• CodeKidz
  • Posts
  • Do we really need AI tutors?

Do we really need AI tutors?

Two years after the launch of ChatGPT, it's time to look at how AI has impacted education and tackle a burning question: Do we really need AI tutors?

First off, let me give you my take—yes, we (and our kids) do need AI tutors in the future. But I'm not talking about the current versions like Khanmingo, Duolingo Max, ChatGPT, or Codekidz.

I've had numerous conversations with friends who have deep experience in education. A common concern is whether AI tutors are truly effective. After nearly two years of observing AI trends in education, it seems like all we have are chatbots that mimic a teacher's accent. They can't solve educational problems or provide effective support for teachers, and many worry about job losses because of them.

Let's review some (maybe) successful AI applications in education like AnswerAI, MagicSchool, CourseAI, and Perplexity. Most of these are designed to help with specific tasks rather than replace human interaction. These tools can enhance learning experiences, but they still lack the nuanced understanding and empathy that a human tutor provides. I see them more as tools than true tutors.

A tutor isn't just someone who helps with homework. a tutor is a mentor, someone who can recognize when a student is struggling emotionally or academically. I created Codekidz to bridge this gap by integrating emotional intelligence into learning, but it's still far from perfect. This is partly due to my own limitations and partly due to current technological constraints.

What Should an AI Tutor Be Like?

An AI tutor shouldn't just be a chatbot. It should be like a real human but capable of doing things humans can't, or else what's the point?

Humans can't be available 24/7, but an ideal AI tutor would provide personalized support around the clock, adapting to each student's unique needs and learning pace.

Humans can't remember everything about a child, but an AI tutor can store and analyze vast amounts of data about a student's progress, preferences, and challenges.

But most importantly, an AI tutor should feel like a real tutor, not just a tool. It should exist as a truly engaging individual, just like Her.

Imagine in a classroom, when the teacher is teaching, the AI tutor, let's call her Tracy, quietly observes, ready to offer personalized assistance at any moment. When the teacher asks, “Tracy, could you provide some additional resources for those struggling with fractions?” Tracy springs to life, instantly generating tailored exercises and explanations, ensuring no student is left behind.

During breaks, students can chat with Tracy about anything, both one-on-one and in groups. Tracy listens, engages, and encourages curiosity, fostering a sense of community and belonging.

After class, when students go home, Tracy remains available, offering support through interactive quizzes and discussions. She helps students reinforce their learning at their own pace, providing a seamless bridge between classroom and home.

Tracy makes extensive use of visuals, voice, and graphics, and rarely uses text to interact with students, which is a human way of communication.

Should we create a visual look for Tracy?
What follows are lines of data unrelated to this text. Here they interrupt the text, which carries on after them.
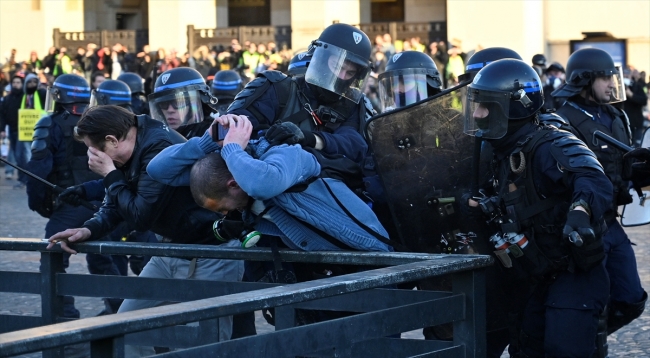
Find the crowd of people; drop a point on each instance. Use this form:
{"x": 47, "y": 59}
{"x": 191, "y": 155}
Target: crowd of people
{"x": 281, "y": 159}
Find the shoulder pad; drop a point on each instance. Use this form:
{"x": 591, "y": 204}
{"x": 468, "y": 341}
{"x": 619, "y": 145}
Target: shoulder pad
{"x": 573, "y": 155}
{"x": 253, "y": 90}
{"x": 553, "y": 119}
{"x": 44, "y": 122}
{"x": 369, "y": 109}
{"x": 273, "y": 76}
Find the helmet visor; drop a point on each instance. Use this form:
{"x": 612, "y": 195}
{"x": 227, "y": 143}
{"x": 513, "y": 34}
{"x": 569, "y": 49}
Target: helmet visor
{"x": 485, "y": 113}
{"x": 338, "y": 71}
{"x": 608, "y": 86}
{"x": 176, "y": 106}
{"x": 401, "y": 88}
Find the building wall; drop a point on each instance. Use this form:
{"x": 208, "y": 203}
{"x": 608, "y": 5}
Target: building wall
{"x": 515, "y": 24}
{"x": 626, "y": 19}
{"x": 310, "y": 17}
{"x": 425, "y": 10}
{"x": 28, "y": 25}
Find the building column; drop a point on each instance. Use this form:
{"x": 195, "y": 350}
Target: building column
{"x": 168, "y": 20}
{"x": 310, "y": 17}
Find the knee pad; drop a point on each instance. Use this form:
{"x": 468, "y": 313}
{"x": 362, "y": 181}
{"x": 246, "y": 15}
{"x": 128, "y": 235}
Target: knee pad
{"x": 622, "y": 313}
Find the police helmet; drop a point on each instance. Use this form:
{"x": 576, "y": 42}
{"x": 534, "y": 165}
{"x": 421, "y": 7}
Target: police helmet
{"x": 134, "y": 81}
{"x": 410, "y": 76}
{"x": 298, "y": 64}
{"x": 340, "y": 61}
{"x": 111, "y": 92}
{"x": 505, "y": 90}
{"x": 584, "y": 67}
{"x": 481, "y": 58}
{"x": 539, "y": 60}
{"x": 70, "y": 90}
{"x": 226, "y": 84}
{"x": 177, "y": 96}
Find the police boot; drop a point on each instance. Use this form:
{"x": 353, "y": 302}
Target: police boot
{"x": 622, "y": 313}
{"x": 601, "y": 336}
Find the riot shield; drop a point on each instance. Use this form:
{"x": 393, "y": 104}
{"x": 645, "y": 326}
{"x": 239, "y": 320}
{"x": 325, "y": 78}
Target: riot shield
{"x": 424, "y": 161}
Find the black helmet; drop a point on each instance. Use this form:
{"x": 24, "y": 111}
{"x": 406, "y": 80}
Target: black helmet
{"x": 67, "y": 90}
{"x": 111, "y": 92}
{"x": 481, "y": 58}
{"x": 583, "y": 67}
{"x": 410, "y": 76}
{"x": 226, "y": 84}
{"x": 340, "y": 61}
{"x": 299, "y": 63}
{"x": 505, "y": 90}
{"x": 539, "y": 60}
{"x": 134, "y": 81}
{"x": 177, "y": 97}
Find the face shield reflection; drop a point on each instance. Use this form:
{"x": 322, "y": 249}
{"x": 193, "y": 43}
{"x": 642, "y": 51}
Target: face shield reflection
{"x": 176, "y": 107}
{"x": 401, "y": 88}
{"x": 338, "y": 71}
{"x": 485, "y": 114}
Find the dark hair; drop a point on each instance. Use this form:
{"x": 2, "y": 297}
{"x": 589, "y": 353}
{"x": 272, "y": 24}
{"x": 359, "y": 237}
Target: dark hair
{"x": 209, "y": 177}
{"x": 98, "y": 122}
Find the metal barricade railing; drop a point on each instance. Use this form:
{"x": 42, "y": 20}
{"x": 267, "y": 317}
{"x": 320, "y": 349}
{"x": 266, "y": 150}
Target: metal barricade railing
{"x": 380, "y": 312}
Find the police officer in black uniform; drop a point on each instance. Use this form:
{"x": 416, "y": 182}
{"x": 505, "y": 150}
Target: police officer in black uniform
{"x": 225, "y": 86}
{"x": 592, "y": 84}
{"x": 410, "y": 76}
{"x": 546, "y": 203}
{"x": 136, "y": 85}
{"x": 299, "y": 63}
{"x": 327, "y": 103}
{"x": 62, "y": 160}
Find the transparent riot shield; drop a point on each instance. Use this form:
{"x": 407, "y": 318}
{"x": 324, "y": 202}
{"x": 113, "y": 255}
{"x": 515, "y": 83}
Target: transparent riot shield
{"x": 637, "y": 213}
{"x": 424, "y": 161}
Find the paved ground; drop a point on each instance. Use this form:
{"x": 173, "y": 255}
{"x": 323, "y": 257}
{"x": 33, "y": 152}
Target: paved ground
{"x": 16, "y": 220}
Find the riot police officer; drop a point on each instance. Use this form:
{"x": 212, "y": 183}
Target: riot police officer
{"x": 410, "y": 76}
{"x": 537, "y": 205}
{"x": 112, "y": 92}
{"x": 138, "y": 99}
{"x": 298, "y": 64}
{"x": 183, "y": 101}
{"x": 62, "y": 160}
{"x": 327, "y": 103}
{"x": 225, "y": 86}
{"x": 592, "y": 84}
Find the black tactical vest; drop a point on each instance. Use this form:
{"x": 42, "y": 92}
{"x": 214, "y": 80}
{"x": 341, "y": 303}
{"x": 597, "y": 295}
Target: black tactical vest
{"x": 611, "y": 159}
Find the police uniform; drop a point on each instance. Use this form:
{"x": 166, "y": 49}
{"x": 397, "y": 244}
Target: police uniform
{"x": 627, "y": 296}
{"x": 548, "y": 186}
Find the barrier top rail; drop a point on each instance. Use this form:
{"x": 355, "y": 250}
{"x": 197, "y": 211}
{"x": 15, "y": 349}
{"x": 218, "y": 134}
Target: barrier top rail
{"x": 104, "y": 327}
{"x": 217, "y": 252}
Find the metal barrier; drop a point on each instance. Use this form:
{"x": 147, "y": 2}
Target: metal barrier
{"x": 380, "y": 312}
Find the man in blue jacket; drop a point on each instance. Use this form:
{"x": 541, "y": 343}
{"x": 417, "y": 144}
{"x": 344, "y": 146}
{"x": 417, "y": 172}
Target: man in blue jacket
{"x": 258, "y": 182}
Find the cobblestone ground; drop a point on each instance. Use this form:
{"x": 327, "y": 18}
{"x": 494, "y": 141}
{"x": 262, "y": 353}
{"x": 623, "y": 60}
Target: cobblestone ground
{"x": 16, "y": 220}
Definitely not. Tracy should live in everyone's imagination, not visualized by anyone specific. You can picture her as a teacher, a student like yourself, or a friendly peer.

So, as you can see, Tracy is not just a chatbot. She's a dynamic learning companion. You don't interact with her through boring one-on-one conversations. you interact with her through your voice, expressions, and actions. You need her in your interactions with teachers or classmates. Most of the time, she won't disrupt the learning process, but when you need her, she'll be right there.

Can This Be Realistic?

Sadly, not yet. While the vision of a truly effective AI tutor is exciting, there are many significant challenges that need to be addressed.

  1. Emotional Recognition: One of the biggest hurdles is teaching AI to accurately recognize and respond to human emotions. Even the most advanced language models, like GPT-4 and potentially GPT-5, struggle with understanding and interpreting complex emotional cues. This is crucial for a tutor meant to provide emotional and academic support.

  2. Large Context Data Management: An AI tutor would need to handle vast amounts of data, not just about academic content but also about each student's progress, preferences, and behaviors. Managing and correctly retriveing these data remains a significant challenge.

  3. Network Latency: For an AI tutor to be effective, it needs to operate in real-time. Any noticeable delay can make interactions frustrating. The inference time cost of current large models is still very high, not to mention that the internet is still very slow in many places.

  4. Privacy and Security: Storing and analyzing personal data about students raises serious privacy concerns. Securely managing this data while complying with regulations is crucial to protect students' privacy.

  5. Diverse Learning Styles: Understanding and adapting to diverse learning styles is challenging for AI. Each student learns differently, and an AI tutor must be versatile enough to cater to these differences effectively.

  6. Technological Limits: While technology is advancing rapidly, we are still far from creating an AI that can mimic the full range of human capabilities. Current AI lacks the depth of understanding and empathy that human tutors provide.

In conclusion, while the dream of a truly effective AI tutor is enticing, we're not quite there yet. With continued advancements in technology and a focus on overcoming these challenges, we might just make this vision a reality in the near future.